But as regards the rites observed after the funeral of the corpse, we find no more than this—a repetition of the injunction given in the Book of Abad (Desatir), “An Athravan . . . shall say aloud these fiend-smiting words:—Yathâ ahû vairyô—the riches of Vohu-manô (paradise; vohu-mano or Good Thought being the doorkeeper of heaven—see Farg. XXX, 31)—shall be given to him who works in this world for Mazda and wields agreeably to the will of Ahura the power he gave to him to relieve the poor (Farg. VIII, v. 19-49).
Thus while abrogating the Fersendajian usage of burning the dead among the devotees of Mah-Abad, Zerdusht the 13th (of the Persian prophets), who introduces many improvements and reforms, commands yet no other rites than charity.
1. The punishment, even if true, would not be so dreadful after all in this our age of enlightenment, when social equality and education is levelling all the castes.
2. Most assuredly the threat does not come from an initiated Rishi.

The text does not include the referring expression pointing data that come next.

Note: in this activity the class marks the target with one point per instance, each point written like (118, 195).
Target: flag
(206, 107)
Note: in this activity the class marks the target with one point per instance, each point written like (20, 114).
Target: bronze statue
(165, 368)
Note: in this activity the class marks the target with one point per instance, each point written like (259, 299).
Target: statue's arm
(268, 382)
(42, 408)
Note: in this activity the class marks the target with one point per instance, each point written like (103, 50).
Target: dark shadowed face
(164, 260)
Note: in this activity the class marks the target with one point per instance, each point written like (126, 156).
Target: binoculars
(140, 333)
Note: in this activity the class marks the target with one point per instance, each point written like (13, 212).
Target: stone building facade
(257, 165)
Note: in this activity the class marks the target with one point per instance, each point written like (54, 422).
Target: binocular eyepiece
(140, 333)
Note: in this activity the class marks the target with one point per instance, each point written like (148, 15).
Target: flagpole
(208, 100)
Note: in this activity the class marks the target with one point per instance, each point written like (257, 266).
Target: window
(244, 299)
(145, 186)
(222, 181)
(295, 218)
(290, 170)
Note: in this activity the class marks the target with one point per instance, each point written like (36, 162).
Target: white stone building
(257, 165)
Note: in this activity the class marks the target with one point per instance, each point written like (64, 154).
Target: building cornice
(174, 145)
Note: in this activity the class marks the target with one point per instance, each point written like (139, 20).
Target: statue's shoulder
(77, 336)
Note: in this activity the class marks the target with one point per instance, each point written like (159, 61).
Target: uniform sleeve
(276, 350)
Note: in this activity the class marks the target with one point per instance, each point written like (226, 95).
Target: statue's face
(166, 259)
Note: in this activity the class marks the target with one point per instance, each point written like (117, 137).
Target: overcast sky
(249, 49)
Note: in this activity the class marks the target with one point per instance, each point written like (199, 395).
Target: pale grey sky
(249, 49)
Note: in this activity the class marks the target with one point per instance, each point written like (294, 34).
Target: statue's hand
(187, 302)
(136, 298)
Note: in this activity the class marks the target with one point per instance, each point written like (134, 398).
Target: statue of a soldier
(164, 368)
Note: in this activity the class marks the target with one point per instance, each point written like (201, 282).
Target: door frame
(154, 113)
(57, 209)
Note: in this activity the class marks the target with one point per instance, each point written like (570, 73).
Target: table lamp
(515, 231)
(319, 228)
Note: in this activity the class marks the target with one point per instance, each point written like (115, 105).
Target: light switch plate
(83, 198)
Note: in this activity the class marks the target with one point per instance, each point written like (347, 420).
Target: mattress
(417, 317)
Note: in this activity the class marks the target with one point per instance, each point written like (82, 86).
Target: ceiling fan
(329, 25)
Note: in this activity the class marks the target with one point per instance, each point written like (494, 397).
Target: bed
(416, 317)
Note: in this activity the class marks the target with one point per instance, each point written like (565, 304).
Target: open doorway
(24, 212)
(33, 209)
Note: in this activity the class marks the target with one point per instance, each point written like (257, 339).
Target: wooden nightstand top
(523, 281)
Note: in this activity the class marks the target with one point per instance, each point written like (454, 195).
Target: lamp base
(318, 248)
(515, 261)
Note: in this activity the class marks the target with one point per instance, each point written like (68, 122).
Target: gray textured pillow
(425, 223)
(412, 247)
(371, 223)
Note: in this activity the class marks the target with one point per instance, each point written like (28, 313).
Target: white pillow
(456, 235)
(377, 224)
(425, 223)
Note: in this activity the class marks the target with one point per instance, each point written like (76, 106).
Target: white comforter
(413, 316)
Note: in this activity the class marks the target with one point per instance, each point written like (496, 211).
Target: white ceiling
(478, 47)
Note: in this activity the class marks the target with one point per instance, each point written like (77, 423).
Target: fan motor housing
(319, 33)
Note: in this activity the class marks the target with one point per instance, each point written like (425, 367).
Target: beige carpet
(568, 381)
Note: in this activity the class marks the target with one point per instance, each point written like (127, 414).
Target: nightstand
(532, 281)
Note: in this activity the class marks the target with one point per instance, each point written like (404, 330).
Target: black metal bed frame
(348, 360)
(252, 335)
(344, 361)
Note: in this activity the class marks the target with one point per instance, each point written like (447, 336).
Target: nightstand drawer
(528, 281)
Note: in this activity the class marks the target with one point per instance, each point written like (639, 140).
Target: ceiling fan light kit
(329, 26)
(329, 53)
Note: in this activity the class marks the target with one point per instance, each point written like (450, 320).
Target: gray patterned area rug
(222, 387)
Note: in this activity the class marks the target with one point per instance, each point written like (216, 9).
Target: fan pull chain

3. Twelve hours at least had to elapse between the death of the person and the burning or the destruction by any other means of the corpse of the dead. This old law was equally forgotten by the Brahmins as by the Zoroastrians. It was not the act of burning that was forbidden, but the burning before the corpse was empty, viz. before the inner principles had had time to get entirely liberated. As the aqua fortis was thought possessed of an occult property to that effect, hence the preliminary burning of the flesh by this means—with the Fersendajians.